Norway has been on high-powered, ultra-defensive tip-toe for the past few days, since its intelligence service (PST) said last Thursday that it suspected an "imminent" terror attack.
"Was it necessary? There are some critical questions we don't know the answer to," Ranstorp mused. "How close was the threat, was it an inevitable trajectory, and how much of it could they control? And we don't know any of that because the story keeps on changing."
Ranstorp said that both Sweden and Denmark have gone public about terror threats before, but generally only the threat is under control and the suspect has been clearly identified.
"That's apparently not the case here."
The threat was described as "credible" but "unspecific", but the PST admitted that it did not know who was behind the threat, nor where or how any attack might be carried out.
Since then airspace has been blocked, football tournaments disrupted, and museums closed in preparation for the attack. Nuclear plants were shut down and border control checks increased.
Ranstorp said that the PST deserved praise for its openness - but not its timing.
"In order to maintain faith and credibility, they need to be as transparent as possible," Ranstorp said. "But it should be done restrictively, and not without good grounds. The Golden Rule is that the more they go public, the less they know."
Following the initial report on Thursday, Norwegian TV reported on Saturday that there was good cause to suspect the attack would take place on Monday. On Sunday agencies backed off, saying that indeed it may not be Monday - but that they still suspect an attack. The situation was unchanged on Monday.
"The 22nd of July was a sort of complete intelligence failure, and they took the safe road. It's understandable," Ranstorp told The Local.
"But we can be a bit critical of their level of response. There didn't seem to be any clarity. One day they raised the level, the next they say it's coming, the next they drop it again."
Ranstorp said the nation could not continue indefinitely with such measures, as the drama has already hit hard on the Norwegian economy through lost tourism profits and overwhelming security costs - not to mention the potential impact on society.
"One of the big problems when you go out strong like this is that you not only create public anxiety, but it can also create terrorism in society," Ranstorp told The Local.

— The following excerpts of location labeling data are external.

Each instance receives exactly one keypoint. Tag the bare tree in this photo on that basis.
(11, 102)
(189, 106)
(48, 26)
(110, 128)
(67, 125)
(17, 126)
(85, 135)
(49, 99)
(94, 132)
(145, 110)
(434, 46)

"You have to make sure that if there is a general sort of threat like this that people stand together, with community leaders, to mitigate the long term effect."
Former Danish Security (PET) director Hans-Jørgen Bonnichsen has also criticized Norway's behaviour, calling the Norwegian police's reactions a "victory for the terrorists" in newspaper Berlingske.
Ranstorp disagreed – but did say an assessment would be needed to determine whether such measures had been appropriate.
"There needs to be an assessment, or Norway will be like a yo-yo with security, going up and down, up and down, and over time it will become meaningless. So you really have to reserve this extreme level of security for very severe situations."
On Monday evening the PST announced that they would be lowering the threat level on Tuesday another step - but that the nation is still armed and prepared for an attack.